揮発性

なんにも残らない

「前略プロフィール」とバーチャル墓参り

今週のお題「恋バナ」
※いつの間にか木曜の午後になっていて、もう新しいお題になってしまったのですが許してください。


 今の自分にとって一番縁遠い話題だなとも思ったけれど、裏を返せば「きっかけがないと書けない話題」だ。なので、はてなに甘えて昔話をしたい。

 「前略プロフィール」。私と同年代の人なら一度は見たことがあると思う。知らないという若い方も多いかもしれない。いくつかの設問に答えるだけで自分のプロフィールページが作れるWEBサービスで、ケータイサイト*1を持っている子は「前略」でプロフィールを作り、自己紹介としてリンクを貼るのが定番だった。
 リンク先に書いてある通り、「前略」が2016年の9月に終了した。私も昔プロフィールを作っていて、思い出すのも恥ずかしいことを書いていたが、その黒歴史が消える喜びより先に思い出す名前があった。高校時代、友達の友達だったUだ。
 私は、Uにこっそり想いを寄せていた。同じバンドが好きで、成績は良くないけど博識な人だった。Uを介して知った音楽や小説がたくさんある。先に書いたとおり友達の友達なので、廊下で会ったらちょっと立ち話するとか、グループで遊ぶ程度の仲。ちょうど現実世界の交友関係がインターネットに持ち込まれ始めた時代だったけれど、何の用もないのにメールのやり取りをすることもなかった。当時の私は自意識過剰な上、見た目にコンプレックスがあって、友達に協力を頼むようなこともできずにいた*2
 高校のほぼ3年間、ずっとUのことが好きだったのに、結局何もないまま卒業した。それからは1回も会ってない。

 Uも「前略」を使っていたのを思い出して、なんとなく、彼の高校時代のニックネームで検索してしまった。
 何年もアクセスしていなかったのが嘘みたいに、拍子抜けするほど簡単に、Uのプロフィールは見つかった。本人もプロフィールを作ったことすら忘れているらしく、当時の写メがそのまま使われている。
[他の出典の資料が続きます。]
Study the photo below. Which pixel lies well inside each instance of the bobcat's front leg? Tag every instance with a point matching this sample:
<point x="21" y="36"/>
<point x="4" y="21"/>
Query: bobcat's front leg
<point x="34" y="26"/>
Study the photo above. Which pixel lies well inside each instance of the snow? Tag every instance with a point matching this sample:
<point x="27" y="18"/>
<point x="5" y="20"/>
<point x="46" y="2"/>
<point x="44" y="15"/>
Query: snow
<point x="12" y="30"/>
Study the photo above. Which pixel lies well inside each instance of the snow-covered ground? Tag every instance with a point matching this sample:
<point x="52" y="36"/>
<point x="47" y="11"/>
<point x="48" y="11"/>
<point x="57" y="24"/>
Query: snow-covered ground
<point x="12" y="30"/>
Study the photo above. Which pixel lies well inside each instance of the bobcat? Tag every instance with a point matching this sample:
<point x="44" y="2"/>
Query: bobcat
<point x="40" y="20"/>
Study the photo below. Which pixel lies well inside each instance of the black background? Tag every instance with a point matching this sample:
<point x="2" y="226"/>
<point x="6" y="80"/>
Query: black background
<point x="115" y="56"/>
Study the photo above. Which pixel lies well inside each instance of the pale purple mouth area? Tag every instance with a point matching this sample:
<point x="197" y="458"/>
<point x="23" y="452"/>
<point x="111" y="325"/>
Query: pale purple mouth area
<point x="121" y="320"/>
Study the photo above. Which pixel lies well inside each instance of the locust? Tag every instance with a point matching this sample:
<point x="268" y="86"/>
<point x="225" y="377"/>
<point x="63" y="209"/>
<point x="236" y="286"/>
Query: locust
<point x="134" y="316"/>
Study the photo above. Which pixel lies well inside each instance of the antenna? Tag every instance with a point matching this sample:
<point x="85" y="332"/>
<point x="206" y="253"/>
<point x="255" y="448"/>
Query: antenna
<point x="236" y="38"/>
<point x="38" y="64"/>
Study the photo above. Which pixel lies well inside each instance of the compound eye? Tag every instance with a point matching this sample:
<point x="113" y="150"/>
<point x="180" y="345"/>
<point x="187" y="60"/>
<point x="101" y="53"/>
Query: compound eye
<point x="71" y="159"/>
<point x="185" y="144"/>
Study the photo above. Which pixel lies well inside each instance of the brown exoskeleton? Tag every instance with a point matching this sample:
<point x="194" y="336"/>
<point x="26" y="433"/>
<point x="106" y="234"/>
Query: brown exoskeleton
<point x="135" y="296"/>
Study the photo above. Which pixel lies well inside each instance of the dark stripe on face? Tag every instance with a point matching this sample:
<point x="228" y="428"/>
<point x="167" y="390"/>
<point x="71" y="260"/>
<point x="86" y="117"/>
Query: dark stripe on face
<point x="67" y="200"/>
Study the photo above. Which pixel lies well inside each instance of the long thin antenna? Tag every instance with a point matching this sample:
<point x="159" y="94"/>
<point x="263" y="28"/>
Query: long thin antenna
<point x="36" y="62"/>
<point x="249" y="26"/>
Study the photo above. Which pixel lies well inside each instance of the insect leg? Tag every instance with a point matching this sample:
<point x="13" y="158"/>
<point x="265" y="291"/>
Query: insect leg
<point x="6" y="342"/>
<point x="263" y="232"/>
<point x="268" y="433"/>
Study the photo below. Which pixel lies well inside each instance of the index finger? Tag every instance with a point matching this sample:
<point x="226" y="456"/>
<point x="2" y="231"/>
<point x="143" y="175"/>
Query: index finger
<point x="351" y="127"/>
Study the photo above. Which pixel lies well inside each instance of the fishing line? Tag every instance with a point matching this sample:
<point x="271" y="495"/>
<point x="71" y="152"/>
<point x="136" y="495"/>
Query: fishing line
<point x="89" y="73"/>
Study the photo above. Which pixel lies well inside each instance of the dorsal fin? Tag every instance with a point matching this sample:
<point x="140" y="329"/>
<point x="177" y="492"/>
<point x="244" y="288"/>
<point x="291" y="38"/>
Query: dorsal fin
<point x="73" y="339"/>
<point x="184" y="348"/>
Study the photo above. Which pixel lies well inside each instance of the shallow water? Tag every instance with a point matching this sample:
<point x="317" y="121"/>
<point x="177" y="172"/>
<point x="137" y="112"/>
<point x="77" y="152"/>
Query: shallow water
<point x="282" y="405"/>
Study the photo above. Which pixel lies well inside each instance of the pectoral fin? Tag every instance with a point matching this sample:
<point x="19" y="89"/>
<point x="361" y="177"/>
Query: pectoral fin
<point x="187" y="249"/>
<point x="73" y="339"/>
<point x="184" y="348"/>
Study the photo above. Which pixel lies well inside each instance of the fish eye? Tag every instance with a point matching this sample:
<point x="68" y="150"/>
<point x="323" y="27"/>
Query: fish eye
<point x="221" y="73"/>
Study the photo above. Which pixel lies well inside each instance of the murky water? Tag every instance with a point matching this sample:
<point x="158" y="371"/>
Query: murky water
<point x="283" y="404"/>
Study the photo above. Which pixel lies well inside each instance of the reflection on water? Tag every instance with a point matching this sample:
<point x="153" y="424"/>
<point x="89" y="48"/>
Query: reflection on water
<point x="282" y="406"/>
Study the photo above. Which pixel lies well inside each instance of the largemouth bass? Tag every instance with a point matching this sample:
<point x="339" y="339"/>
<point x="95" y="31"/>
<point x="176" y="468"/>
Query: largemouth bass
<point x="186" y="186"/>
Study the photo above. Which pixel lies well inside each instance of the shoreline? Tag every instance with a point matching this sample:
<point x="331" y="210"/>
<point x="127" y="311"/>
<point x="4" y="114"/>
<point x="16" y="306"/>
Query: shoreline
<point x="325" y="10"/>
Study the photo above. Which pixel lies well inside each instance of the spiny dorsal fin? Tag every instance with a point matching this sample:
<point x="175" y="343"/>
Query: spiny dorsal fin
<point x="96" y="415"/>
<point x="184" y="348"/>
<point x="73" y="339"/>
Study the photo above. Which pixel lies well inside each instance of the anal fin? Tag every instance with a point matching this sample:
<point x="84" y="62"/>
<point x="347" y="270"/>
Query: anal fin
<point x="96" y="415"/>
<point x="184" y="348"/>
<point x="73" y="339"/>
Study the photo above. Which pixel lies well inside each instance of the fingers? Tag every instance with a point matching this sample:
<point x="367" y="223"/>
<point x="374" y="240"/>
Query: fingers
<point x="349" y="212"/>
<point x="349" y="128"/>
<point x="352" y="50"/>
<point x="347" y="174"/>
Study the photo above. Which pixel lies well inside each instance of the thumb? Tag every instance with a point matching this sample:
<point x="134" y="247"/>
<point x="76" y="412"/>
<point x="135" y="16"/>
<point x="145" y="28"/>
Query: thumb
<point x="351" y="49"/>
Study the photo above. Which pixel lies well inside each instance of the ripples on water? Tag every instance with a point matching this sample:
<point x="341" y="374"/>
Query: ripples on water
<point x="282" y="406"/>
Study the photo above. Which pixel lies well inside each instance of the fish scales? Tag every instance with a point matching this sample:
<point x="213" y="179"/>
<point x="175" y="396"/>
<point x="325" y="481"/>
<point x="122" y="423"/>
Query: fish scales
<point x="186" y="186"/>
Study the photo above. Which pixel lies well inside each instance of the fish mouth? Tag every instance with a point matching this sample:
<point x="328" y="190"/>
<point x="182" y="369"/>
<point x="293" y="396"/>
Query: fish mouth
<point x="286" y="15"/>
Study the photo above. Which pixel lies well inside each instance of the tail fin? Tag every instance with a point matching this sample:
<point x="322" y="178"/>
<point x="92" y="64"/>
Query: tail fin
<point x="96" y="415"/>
変わったのは、そのページを見ているツールがdocomoFOMAからiPhone6sになったことと、私が歳をとったことくらいだろう。
 彼は元気だろうかとか、好きって言えばよかったとか、そんな甘酸っぱい気持ちよりも「まだプロフィールが残っていたんだ」という驚きが大きかった。インターネットを使わない日は無いはずなのに、同じ空間に、何年も触れることのないままそれらが残っていることに驚いた。

 なんだか、墓参りみたいだ。
 ちょっと前に話題になった、バーチャル墓参りを思い出した。自分の家の墓が徒歩圏内にある私は、この話を初めて聞いた時「なんじゃそら」と思ったけれど、きっとこんな感覚なのだろう。遠くへ行ってしまった人を思い出して、その人の気配が残っている場所に向かう、この感じ。宇宙みたいに広いインターネットで、Uのプロフィールは、現在の私の日常と地続きに存在していた。本来であれば、見ようと思えばいつでも見られたはずなのだから。なのに、盆だの彼岸だのきっかけがなければ、その存在すら思い出さなくなっていた。
 聞こえは悪いが、「前略」は霊園になっていたのかもしれない。黒歴史と言ってしまえばそれまでだけど、誰かの数年前の思い出が何万人分も埋まっている。でも、もう誰もそこへ思いを巡らせることはなかったし、見に来ることも無くなっていたのだ。無縁墓ってやつだ。無縁墓は、片づけるしかない。

 WEBサービスは流行り廃りが激しくて、儲からなくなればすぐ消えてしまう。こうやって私は、今後ますます彼を思い出さなくなるし、同じようにたくさんの人やものを思い出さなくなっていくだろう。
 Uのプロフィールを閉じて、さっさとツイッターのタイムラインに戻った。未読のツイートがたんまり溜まっていた。いつかツイッターも、同じように人がいなくなって、片付けられてしまうのだろうか。